— Это МОИ деньги, и вы НИКОГДА не получите эту квартиру! — взRевела Анна, вышвыRивая их вещи в коридор.

— Ты оформила квартиру только на себя? — голос Алексея звучал так, будто я подписала приговор его бабушке. Хотя бабушка давно на кладбище.

Я молчала. Даже не потому, что не знала, что сказать. Просто знала, что что бы я ни сказала — будет плохо. Тупик. Тупик с занозой.

На кухне пахло жареным луком и обидой. Я, как дура, стояла в фартуке с выцветшими пчёлками и перемешивала поджарку в старой сковородке, которую свекровь привезла к нам в прошлом году с гордостью, как святыню: «Это ещё отца моего с фронта с ней встречали!» И теперь она у нас живёт. Сковородка. Хотя и мать Алексея живёт тоже, к сожалению.

Алексей, в трениках и футболке с расплывшейся надписью Iron Man, сидел за столом, будто на допросе. Уперся руками в край и смотрел в пол.

— Анна… Ну ты же понимаешь, как это выглядит. Мы женаты. У нас семья. А ты берёшь и оформляешь квартиру на себя, — голос его дрожал. Не от эмоций. От подлой уверенности, что прав.

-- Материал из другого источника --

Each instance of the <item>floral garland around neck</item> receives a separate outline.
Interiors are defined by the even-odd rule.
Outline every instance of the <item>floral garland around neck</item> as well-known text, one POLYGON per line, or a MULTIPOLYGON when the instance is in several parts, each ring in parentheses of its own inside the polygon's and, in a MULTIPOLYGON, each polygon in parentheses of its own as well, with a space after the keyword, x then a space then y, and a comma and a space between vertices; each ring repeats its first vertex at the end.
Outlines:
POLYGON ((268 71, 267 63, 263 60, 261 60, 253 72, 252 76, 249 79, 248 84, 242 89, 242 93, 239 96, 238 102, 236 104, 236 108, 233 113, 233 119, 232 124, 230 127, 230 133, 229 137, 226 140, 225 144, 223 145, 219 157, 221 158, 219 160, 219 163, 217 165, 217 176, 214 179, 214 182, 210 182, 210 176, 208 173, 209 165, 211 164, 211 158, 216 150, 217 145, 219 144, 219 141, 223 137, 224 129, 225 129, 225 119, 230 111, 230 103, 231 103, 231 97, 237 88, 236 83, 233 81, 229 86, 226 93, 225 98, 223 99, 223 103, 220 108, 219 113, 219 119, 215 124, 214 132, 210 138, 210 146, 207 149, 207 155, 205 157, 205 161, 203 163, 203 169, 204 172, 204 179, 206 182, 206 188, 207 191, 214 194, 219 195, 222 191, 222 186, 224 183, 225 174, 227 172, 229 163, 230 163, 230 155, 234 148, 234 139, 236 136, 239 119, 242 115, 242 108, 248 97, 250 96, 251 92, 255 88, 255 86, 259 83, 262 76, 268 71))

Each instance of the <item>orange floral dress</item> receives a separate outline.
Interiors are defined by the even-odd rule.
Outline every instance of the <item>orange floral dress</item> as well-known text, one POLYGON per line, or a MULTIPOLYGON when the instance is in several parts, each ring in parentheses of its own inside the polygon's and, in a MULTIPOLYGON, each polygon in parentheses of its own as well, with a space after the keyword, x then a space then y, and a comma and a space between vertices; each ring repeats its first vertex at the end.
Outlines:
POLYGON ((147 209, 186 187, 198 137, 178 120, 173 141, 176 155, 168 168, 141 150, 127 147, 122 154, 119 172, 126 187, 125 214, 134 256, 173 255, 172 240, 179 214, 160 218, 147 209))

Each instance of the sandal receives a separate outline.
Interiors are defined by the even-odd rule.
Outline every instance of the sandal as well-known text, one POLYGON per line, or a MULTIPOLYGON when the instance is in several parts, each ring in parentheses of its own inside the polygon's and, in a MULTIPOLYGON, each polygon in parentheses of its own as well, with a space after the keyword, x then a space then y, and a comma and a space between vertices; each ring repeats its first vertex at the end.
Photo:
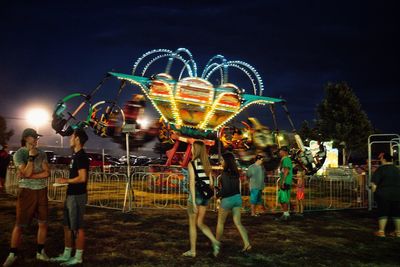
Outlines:
POLYGON ((196 252, 192 252, 191 250, 188 250, 184 253, 182 253, 183 257, 191 257, 191 258, 195 258, 196 257, 196 252))
POLYGON ((400 231, 394 231, 388 234, 391 237, 400 237, 400 231))
POLYGON ((385 231, 376 231, 374 235, 377 237, 386 237, 385 231))
POLYGON ((251 250, 252 246, 249 244, 247 247, 241 250, 241 252, 249 252, 251 250))
POLYGON ((213 255, 214 257, 217 257, 219 254, 219 250, 221 249, 221 243, 214 243, 212 244, 212 248, 213 248, 213 255))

Я выключила плиту. Взяла ложку, положила на край раковины. Потом посмотрела на него. Не моргнув.

— Понимаю. Я беру деньги, которые оставила мне тётя Валя. Моя родная тётя. И покупаю на них квартиру. Свою. На себя. Всё логично.

Он поднял на меня глаза. Знаете, вот эти глаза, которые делают вид, что они добрые, а на самом деле просто тупо растерянные.

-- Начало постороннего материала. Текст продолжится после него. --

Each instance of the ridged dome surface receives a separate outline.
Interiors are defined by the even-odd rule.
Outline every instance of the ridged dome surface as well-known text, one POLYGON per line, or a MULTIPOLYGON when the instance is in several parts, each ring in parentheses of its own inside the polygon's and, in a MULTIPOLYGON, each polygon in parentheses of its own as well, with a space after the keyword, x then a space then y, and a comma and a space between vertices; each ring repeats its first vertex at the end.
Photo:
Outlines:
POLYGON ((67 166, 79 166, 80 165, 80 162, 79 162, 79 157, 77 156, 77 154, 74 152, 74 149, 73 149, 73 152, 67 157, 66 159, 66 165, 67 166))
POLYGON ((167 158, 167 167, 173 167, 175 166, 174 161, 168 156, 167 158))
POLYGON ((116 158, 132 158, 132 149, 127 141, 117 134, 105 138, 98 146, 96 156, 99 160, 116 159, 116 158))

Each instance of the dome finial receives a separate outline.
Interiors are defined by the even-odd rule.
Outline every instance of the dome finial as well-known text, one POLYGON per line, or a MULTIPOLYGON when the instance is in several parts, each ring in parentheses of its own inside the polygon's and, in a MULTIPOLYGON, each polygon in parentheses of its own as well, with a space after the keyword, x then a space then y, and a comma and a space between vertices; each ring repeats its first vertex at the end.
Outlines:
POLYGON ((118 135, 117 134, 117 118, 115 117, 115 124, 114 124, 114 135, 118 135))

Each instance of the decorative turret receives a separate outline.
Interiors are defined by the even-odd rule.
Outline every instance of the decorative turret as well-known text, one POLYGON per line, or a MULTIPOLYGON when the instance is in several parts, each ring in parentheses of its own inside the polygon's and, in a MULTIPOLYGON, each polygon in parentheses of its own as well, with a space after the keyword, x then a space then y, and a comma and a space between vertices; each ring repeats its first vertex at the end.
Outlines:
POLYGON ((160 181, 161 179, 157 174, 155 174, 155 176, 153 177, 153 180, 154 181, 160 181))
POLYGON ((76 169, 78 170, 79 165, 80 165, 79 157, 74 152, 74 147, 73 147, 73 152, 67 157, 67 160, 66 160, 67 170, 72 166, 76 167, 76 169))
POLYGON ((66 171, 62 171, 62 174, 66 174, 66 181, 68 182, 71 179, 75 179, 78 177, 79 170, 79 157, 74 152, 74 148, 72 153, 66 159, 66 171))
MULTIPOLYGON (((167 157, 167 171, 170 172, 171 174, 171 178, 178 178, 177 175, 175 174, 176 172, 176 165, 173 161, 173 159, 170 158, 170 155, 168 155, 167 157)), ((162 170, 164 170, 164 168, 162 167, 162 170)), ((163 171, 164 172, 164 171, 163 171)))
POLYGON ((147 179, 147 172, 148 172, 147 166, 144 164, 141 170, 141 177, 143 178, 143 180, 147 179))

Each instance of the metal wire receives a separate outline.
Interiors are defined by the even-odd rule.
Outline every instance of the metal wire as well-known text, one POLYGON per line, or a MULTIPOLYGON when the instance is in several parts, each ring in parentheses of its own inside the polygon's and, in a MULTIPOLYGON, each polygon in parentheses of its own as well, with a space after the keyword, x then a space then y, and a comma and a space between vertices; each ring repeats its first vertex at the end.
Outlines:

— Мы же семья, Ань. Ты что, не доверяешь мне?

— Не доверяю, Лёша. — Спокойно. Сама удивилась, как без нервов это прозвучало. — И не твоей маме. Особенно ей.

— Мам тут при чём? — поднялся. Молниеносно. Стул чуть не рухнул. — Она просто хочет, чтобы у нас всё было по-честному.

Я засмеялась. Громко. С надрывом. Наверное, даже немного страшно.

— По-честному? У неё? У женщины, которая из моего борща соль вымывает и в баночку сыплет, чтоб не тратиться? Это у неё честно?

Он хотел что-то сказать, но в этот момент на кухню, как по сценарию, вошла она.

— Я слышу, слышу… Соль… Ну да, да, я экономная, не из тех, кто с наследства себе личные квартиры покупает! — Мария Ивановна, как всегда, без прелюдий. В домашнем халате с леопардом и бигуди в волосах. Её дежурный боевой наряд.

Я прищурилась.

— Хорошо, что хоть тётя Валя тебя не знала. А то ещё бы ей квартиру оформили.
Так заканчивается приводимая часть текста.